UPDATE (14.01.2012): HA! Wusste ich doch, dass ich in einem anderen Zusammenhang schon einmal darüber gestolpert bin, dass Unterschiedlichkeit wichtig ist. Bei TED nämlich. “Jonathan Haidt on the moral roots of liberals and conservatives” und für das mit dem ersten Absatz angesprochenen Gesellschaftbetriebssystem (aus ganz™ anderer Sicht) “Damon Horowitz calls for a ‘moral operating system’”

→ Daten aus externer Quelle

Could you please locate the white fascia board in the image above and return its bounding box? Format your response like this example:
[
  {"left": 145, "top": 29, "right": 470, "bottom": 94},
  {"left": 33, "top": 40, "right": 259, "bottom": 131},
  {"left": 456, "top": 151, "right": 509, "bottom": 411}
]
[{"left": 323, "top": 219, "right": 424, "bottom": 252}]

Gunter Dueck ist mir leider erst seit der Re:Publica im letzten Jahr ein Begriff. Auf dieser hielt er nämlich seinen ziemlich großartigen Vortrag “Das Internet als Gesellschaftsbetriebssystem”, der wahrscheinlich jedem Besucher noch gut in Erinnerung sein wird. Gunter Dueck hat sich eine eigene “kleine” Philosophie entworfen, die zum Grundsatz hat, dass man mit der elendigen Gleichmacherei aufhören muss, sondern die Unterschiedlichkeiten des einzelnen betonen sollte. Sonderbehandlung für (mehr oder weniger) jeden also. Etwas, was in der Vergangenheit nie funktioniert hat, kann nun dank der Computer endlich klappen.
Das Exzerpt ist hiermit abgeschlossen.